Pour ce qui est de l'avenir, le rapport indique qu'une augmentation modeste des flux d'IDE en 2024 semble possible, citant la stabilisation de l'inflation et des coûts d'emprunt sur les principaux marchés.

Il met toutefois en garde contre la persistance de risques importants, notamment les tensions géopolitiques, l'endettement croissant dans de nombreux pays et les craintes d'une nouvelle fragmentation de l'économie mondiale.

Evolution des ressources de l'Etat

Le budget de l'Etat connaît une certaine détente mais les difficultés de mobilisation des ressources de financement extérieures se poursuivent. Les statistiques disponibles sur l'exécution du budget de l'Etat, pour les onze premiers mois de 2023, font ressortir une évolution des ressources de l'Etat de 8,4% contre 13,2% prévus par la loi de finances de 2023, s'expliquant par un rythme plus faible que prévu de l'évolution des recettes fiscales (8.6% contre 14,3% prévu), du fait notamment d'une augmentation faible de l'impôt indirect de 4,6% en relation avec la croissance plus faible que prévue du PIB et la baisse des importations.

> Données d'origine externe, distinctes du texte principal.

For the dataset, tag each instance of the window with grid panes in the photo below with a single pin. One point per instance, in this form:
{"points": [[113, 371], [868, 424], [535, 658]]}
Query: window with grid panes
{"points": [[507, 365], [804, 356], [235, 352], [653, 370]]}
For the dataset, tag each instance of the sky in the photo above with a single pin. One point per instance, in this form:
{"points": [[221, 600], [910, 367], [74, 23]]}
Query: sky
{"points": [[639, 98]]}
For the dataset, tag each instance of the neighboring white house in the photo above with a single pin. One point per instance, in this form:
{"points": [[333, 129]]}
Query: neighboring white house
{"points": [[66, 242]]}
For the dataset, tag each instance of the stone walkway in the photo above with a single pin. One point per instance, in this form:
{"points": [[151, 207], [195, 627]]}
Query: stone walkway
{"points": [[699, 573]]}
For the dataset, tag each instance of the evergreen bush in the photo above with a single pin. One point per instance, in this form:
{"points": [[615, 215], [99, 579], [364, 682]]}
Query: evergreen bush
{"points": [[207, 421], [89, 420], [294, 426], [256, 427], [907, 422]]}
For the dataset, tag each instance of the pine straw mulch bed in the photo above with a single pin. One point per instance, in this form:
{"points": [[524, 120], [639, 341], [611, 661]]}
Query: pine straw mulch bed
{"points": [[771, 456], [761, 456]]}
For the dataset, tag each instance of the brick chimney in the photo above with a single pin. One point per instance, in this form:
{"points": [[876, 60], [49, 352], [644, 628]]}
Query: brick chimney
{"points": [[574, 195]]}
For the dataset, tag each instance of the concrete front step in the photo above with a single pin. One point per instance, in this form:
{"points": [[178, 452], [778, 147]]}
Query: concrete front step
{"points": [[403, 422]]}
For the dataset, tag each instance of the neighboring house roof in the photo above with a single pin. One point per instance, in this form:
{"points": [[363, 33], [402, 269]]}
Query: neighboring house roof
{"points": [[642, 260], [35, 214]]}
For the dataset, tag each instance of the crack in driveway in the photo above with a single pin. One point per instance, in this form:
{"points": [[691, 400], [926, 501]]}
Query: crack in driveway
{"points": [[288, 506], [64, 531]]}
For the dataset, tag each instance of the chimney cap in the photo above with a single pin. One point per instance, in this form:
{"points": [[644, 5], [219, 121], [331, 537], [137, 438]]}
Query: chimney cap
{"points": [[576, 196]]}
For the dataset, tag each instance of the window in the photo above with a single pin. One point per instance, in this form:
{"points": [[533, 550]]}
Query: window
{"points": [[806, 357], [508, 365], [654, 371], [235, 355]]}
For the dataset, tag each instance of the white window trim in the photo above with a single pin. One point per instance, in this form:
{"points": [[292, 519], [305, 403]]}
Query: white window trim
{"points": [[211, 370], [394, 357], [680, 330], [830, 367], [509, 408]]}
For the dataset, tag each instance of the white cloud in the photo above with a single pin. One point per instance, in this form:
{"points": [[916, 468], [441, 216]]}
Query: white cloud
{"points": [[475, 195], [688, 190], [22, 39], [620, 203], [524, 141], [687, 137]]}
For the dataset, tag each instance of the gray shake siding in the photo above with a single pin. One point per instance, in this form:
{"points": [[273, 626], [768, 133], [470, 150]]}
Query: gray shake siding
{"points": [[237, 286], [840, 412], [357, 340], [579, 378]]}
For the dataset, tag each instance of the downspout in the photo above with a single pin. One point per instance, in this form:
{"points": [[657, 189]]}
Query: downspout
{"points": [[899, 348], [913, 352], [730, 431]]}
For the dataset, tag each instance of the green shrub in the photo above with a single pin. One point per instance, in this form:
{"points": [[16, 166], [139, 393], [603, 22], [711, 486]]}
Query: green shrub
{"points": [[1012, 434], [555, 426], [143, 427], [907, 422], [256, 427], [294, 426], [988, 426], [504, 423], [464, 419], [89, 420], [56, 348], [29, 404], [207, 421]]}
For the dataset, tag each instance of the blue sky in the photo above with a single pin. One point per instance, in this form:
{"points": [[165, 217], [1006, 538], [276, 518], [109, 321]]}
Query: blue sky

Les recettes non fiscales ont augmenté de 26,3%, soit 3.378 MD à fin novembre 2023 contre 2.808 MD une année auparavant en relation avec l'augmentation de la redevance gaz de 14,5%.

Les dépenses enregistrent une hausse de 1,5% contre 6,7% prévus. L'on relève notamment une baisse des dépenses d'intervention de 9,6% et une augmentation des investissements de l'Etat de 12,3%.

Cette évolution des recettes et dépenses de l'Etat a entraîné une baisse du déficit budgétaire de 2.713 MD à 4.882 MD durant les onze premiers mois de 2023 contre 2.087 MD durant la même période de 2022.

Son financement a été réalisé notamment grâce au recours aux crédits intérieurs qui ont totalisé 9.739 MD durant les onze premiers mois de 2023 contre une enveloppe de 9.593 MD prévue par la loi de finances.

Les crédits extérieurs se sont limités, en revanche, à 5.072 MD contre une prévision initiale de 14.368 MD reflétant les difficultés de mobilisation des ressources extérieures de financement.